External network HA seems to be the most complex of switch configurations to implement though it is very simple. Here are the requirements.

  1. Both external switch VLAN configurations MUST be identical to each other. Use the example configuration above and follow the VLAN requirements in the beginning of this doc for VLAN port configurations.
  2. LLDP or CDP must be enabled on both external switches. If you are using mixed switch vendors (Manufacturers other than Cisco) you must disable CDP entirely and use only LLDP.
  3. If using Spanning tree protocol, all NODE ports must be in STP portfast mode (including the BFC). This enables the ports to enter an immediate Ethernet non-blocking forwarding state. If this is not enabled the network detection scripts will absolutely fail. Ignore the cisco trunk warning when enabling STP portfast on trunk ports.
  4. If using two uplink cables you must setup an LACP port channel group for the ports being used (Link Aggregation). Otherwise only use 1 cable. It works just as good. DO NOT ENABLE STP PORTFAST ON THE UPLINK PORTS (LACP or etherchannel configuration is beyond the scope of this document)
  5. Your uplink port configuration MUST be in trunk mode with the native Applogic VLAN enabled and the tagged VLANs allowed, just like the node ports. The only difference between the node ports and the uplink ports is that the uplink ports should not have portfast enabled.

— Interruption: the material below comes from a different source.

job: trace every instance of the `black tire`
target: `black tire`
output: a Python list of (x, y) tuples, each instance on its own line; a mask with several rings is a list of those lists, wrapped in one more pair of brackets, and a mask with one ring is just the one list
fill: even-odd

If your backbone is configured and your external switch configurations match the above 4 requirements then move on to enabling network HA. This part is very simple:

  1. Connect all cables to all nodes and switches according to the diagram above, paying close attention to your uplink cables based off of uplink requirements.
  2. Login to your grid controller with maintainer access and type: 3t grid set ha_network=1

If you are only planning on setting up backbone HA and you skipped the external HA steps then run:

3t grid set ha_backbone=1

Or if you skipped backbone HA and you only want external HA and you followed all of the external HA requirements correctly run:

3t grid set ha_external=1

The command should complete with no messages. To verify it completed successfully run 3t grid info –verbose you will see all network HA statuses as good in the information dialogue.

To test that it is going to continue to work after a grid reboot, reboot your entire grid either by running 3t grid reboot or by logging into your BFC and issuing a grid stop/start sequence.

If you want to see the boot process in action:

Ping the backbone distribution IP address that your BFC assigned srv1 until srv1 starts pinging again (192.168.0.1 or 192.168.100.1). Next ssh to srv1 over the BFC DHCP address and run tail –f /var/log/messages, watch the logs, you will see the interfaces enter promiscuous mode, you will see them go up and down, and then you will see the bond created and brought up.

If you see errors from network detection, such as: “network detection failed, l1 switch moved to a different LAN” or any other failure message, open a ticket with support so that we can help you get it working.